I went over the tale of Alexander's joke on the two professors, letting a fistful of staters rattle through my hands as I did so.

"Now," I said, "I have thought long on this matter and have concluded that drastic action is needed. Certainly we cannot let the king's benevolence and generosity to science be thwarted by petty human motives. If need be, I shall—"

"Good Leon!" cried Amyntas, as he had been coached to do. "Do not carry out your threat! Destroy not the glory of Athens!"

The Macedonian sank to one knee, giving an appearance of terror. Vardanas, Pyrron, and Theophrastos joined in with pleas that I spare the city. The two senior philosophers looked bewildered.

"What can this vulgar young ape accomplish?" said Aristoteles.

Amyntas said: "You little know your peril, O Aristoteles. Have you heard of the Eyes and Ears of the Persian Kings?"

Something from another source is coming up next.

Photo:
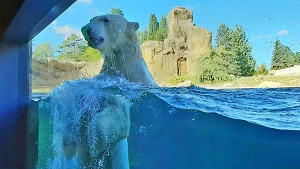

"Thertainly. Do you take me for an ignoramus?"

"Well, Troop Leader Leon is the Eyes and Ears of Alexander. The king, you know, has kept and even strengthened the security organization of the Persian kings. A harsh word in one of Leon's reports to Alexander were enough to snatch me from Athens, haul me off to Babylon in chains, and crucify me."

"Ah!" said Aristoteles, glaring defiantly at me. "When I hang on the croth at Babylon, O Leon, I trust you will be there to observe. It will make it easier, to thee a familiar face."

"I dinna threaten you personally," I said. "Nor Xenokrates. First, let me explain my plan. I have here gold pieces worth twenty-seven thousand drachmai, consigned to Xenokrates, who, however, refuses them. Aristoteles has an elephant that will, to put it gently, prove dear to keep.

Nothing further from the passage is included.